How to crawl a website

What is WEB crawling?

WEB crawling is to acquire WEB site information from the API, copy it, and save it. There are money forward, Indeed, iQON, etc as well-known web services using WEB crawling.

Money forward gets customer’s bank course information, visualizes all deposits / receipts, indeed obtains recruitment information from various corporate homepages and publishes it to those who are looking for a job change, iQON sends products from more than 100 EC sites We got information and made it public.

WEB crawling method of Node.js

Since I am using Node.js, I will write about how to crawl Node.js. Node.js is recommended because it can be written in JavaScript and can be easily started.

WEB crawling methods can be roughly divided into two methods.

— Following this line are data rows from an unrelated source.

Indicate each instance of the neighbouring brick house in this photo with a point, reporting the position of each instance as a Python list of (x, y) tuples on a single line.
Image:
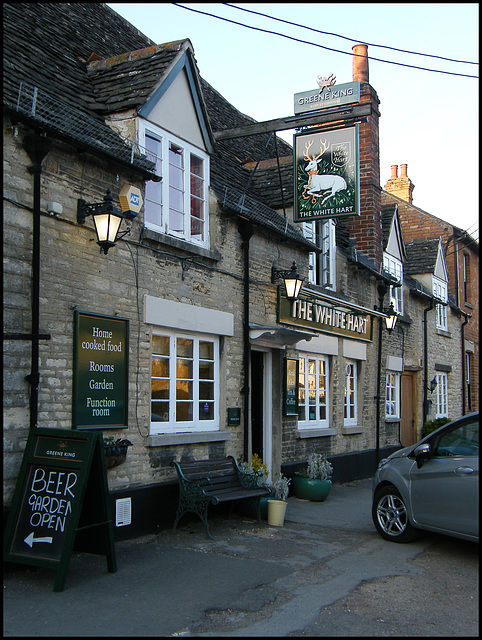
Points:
[(461, 253), (210, 331)]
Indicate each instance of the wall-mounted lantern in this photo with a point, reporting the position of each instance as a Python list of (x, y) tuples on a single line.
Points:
[(107, 220), (292, 281)]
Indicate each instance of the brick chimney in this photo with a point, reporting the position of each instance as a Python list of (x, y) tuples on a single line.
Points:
[(366, 228), (402, 186)]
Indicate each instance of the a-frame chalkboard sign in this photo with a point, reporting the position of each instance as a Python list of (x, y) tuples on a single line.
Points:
[(60, 502)]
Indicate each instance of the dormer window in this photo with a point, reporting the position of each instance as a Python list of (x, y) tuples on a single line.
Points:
[(177, 205)]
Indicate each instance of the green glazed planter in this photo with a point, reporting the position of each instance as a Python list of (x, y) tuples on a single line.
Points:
[(314, 490)]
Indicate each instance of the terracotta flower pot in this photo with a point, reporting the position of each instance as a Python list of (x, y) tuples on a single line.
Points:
[(314, 490)]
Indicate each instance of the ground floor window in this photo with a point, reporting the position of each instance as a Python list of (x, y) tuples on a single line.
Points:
[(350, 417), (184, 383), (313, 392), (442, 396), (392, 395)]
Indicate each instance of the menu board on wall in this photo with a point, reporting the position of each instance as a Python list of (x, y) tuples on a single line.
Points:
[(100, 376)]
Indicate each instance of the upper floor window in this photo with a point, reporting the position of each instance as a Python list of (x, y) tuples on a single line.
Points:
[(440, 291), (178, 204), (184, 383), (322, 265), (395, 268)]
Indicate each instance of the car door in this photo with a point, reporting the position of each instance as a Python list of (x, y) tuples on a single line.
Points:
[(444, 491)]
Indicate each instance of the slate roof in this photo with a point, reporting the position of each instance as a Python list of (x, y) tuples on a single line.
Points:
[(421, 256), (89, 58)]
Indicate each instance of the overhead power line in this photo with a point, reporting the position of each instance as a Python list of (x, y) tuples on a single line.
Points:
[(337, 35), (314, 44)]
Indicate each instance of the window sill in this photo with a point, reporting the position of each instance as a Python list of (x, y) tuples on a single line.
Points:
[(160, 238), (349, 431), (169, 439), (316, 433)]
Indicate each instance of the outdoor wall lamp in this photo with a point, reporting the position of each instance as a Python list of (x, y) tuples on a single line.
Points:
[(292, 281), (107, 220)]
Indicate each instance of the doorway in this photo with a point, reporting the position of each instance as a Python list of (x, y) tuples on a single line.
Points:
[(408, 434)]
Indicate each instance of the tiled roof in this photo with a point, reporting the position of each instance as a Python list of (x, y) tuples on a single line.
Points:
[(421, 256), (89, 58)]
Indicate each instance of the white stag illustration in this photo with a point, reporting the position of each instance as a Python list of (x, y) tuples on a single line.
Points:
[(320, 182), (326, 83)]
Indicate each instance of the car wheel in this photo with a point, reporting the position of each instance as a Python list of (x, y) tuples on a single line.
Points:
[(390, 516)]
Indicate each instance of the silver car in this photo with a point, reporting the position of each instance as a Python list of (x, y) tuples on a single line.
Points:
[(431, 485)]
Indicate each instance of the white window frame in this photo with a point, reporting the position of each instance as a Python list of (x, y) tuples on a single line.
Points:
[(322, 267), (442, 396), (395, 268), (165, 201), (171, 425), (313, 391), (350, 397), (392, 394), (440, 291)]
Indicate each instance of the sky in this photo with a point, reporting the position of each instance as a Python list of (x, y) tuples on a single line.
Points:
[(429, 115)]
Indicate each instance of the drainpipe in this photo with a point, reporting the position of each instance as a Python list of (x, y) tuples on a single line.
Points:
[(425, 358), (246, 231), (464, 373), (37, 148)]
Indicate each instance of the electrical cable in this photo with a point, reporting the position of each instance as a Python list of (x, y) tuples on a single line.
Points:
[(337, 35), (314, 44)]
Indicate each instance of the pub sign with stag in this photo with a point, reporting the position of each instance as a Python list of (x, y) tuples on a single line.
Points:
[(326, 174)]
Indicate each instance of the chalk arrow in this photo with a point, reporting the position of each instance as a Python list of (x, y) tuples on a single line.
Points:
[(30, 540)]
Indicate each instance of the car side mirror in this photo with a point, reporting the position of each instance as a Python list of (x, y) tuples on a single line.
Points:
[(422, 453)]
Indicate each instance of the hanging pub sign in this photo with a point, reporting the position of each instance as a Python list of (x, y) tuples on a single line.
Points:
[(319, 315), (100, 378), (326, 174)]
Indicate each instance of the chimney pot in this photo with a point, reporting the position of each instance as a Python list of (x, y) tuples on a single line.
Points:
[(360, 63)]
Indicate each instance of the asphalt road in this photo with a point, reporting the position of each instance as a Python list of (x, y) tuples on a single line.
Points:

It is crawling using a browser without GUI (headless browser) and crawling directly using API. I would like to explain below about these two methods including merit and demerit.

Headless Browser — Spookyjs

Headless browser is a browser without GUI. It is Spookyjs that Node.js can handle browsers without this GUI. Spookyjs internally uses Casperjs and Phantomjs. The relationship between these three libraries is as follows.

Phantomjs: In the original technology of Spookyjs, Phantomjs realizes a headless browser without a GUI.
Casperjs: A library that makes Phantomjs easier to use.
Spookyjs: A library that makes Casperjs available from Node.js.

Advantages of Spookyjs

  1. Suitable for crawling sites that need login.
  2. Even sites that acquire data asynchronously can easily be crawled without being conscious of asynchrony.
  3. Easy to get screen shot of the whole screen

Disadvantages of Spookyjs

  1. Processing is slow because it is rendering.
  2. It is not suitable for crawling sites that have infinite scrolling because you can not acquire only additional loading parts.
  3. It depends on processing speed, but it is not suitable for comprehensive crawling within the site
    It takes time to get used to it because the scope when writing the code is unique.
    It’s difficult at the beginning if you do not know the tricks when writing code such as waiting for processing as there is time to render

Get directly from the API

It is meaningless as it is. It is to understand the structure of the API of the web site by himself and acquire HTML or json etc and analyze it. I often use superagent as a module to hit the API. Because superagent is simple and easy to use, it is recommended.

Advantages of API

  1. Lightweight, simple and easy to handle.
  2. It can handle processing faster than Spookyjs because HTML rendering does not get caught.
  3. Even on sites with infinite scroll, you can hit the additional read-only API to acquire data of only additional parts.

Disadvantages of API

  1. It can not be used on sites requiring login

Summary

It is easy to use Spookyjs on a web site that requires login.
In crawling a large number of pages, it is faster to hit the API directly to acquire site information.
When crawling is done, it is good to tackle it after thinking once which it is better to do by either method in view of the above merit disadvantage.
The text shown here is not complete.